Validate the master node rebuilt successfully.
Skip this section if a worker or storage node was rebuilt.
Verify the new node is in the cluster.
Run the following command from any master or worker node that is already in the cluster. It is helpful to run this command several times to watch for the newly rebuilt node to join the cluster. This should occur within 10 to 20 minutes.
ncn-mw# kubectl get nodes
NAME STATUS ROLES AGE VERSION
ncn-m001 Ready master 113m v1.19.9
ncn-m002 Ready master 113m v1.19.9
ncn-m003 Ready master 112m v1.19.9
ncn-w001 Ready <none> 112m v1.19.9
ncn-w002 Ready <none> 112m v1.19.9
ncn-w003 Ready <none> 112m v1.19.9
Ensure there is proper routing set up for liquid-cooled hardware.
Confirm the sdc
disk has the correct lvm on the rebuilt node.

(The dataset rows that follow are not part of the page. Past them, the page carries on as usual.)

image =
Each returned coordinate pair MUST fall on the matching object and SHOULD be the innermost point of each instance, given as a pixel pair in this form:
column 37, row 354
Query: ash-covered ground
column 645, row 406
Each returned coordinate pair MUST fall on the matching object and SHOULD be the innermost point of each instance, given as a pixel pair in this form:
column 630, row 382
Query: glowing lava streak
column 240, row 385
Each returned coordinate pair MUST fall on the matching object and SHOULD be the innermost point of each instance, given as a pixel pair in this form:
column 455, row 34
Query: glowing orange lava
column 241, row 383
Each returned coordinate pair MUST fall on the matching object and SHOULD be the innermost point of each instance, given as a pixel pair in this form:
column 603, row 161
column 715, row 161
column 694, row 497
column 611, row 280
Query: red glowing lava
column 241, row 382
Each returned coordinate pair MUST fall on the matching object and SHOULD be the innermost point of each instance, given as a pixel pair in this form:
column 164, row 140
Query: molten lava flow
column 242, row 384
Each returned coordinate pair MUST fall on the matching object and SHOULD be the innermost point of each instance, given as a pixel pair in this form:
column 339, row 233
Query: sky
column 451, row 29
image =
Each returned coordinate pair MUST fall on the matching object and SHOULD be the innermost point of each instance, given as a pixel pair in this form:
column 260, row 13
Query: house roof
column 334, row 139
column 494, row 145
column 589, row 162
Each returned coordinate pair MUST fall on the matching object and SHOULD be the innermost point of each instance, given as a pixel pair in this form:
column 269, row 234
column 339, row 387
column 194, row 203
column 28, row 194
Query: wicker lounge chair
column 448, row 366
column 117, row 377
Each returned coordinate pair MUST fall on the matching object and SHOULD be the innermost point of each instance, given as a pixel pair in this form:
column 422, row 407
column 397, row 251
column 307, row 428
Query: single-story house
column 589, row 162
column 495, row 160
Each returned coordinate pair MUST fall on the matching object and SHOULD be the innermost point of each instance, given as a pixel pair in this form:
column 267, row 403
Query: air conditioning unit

ncn-m# lsblk | grep -A2 ^sdc
sdc 8:32 0 447.1G 0 disk
└─ETCDLVM 254:0 0 447.1G 0 crypt
└─etcdvg0-ETCDK8S 254:1 0 32G 0 lvm /run/lib-etcd
Confirm etcd
is running and shows the node as a member once again.
The newly built master node should be in the returned list.
ncn-m# etcdctl --cacert=/etc/kubernetes/pki/etcd/ca.crt --cert=/etc/kubernetes/pki/etcd/ca.crt \
--key=/etc/kubernetes/pki/etcd/ca.key --endpoints=localhost:2379 member list
Confirm what the Configuration Framework Service (CFS) configurationStatus is for the desiredConfig after rebooting the node.
The following command will indicate if a CFS job is currently in progress for this node. This command assumes you have set the variables from the prerequisites section.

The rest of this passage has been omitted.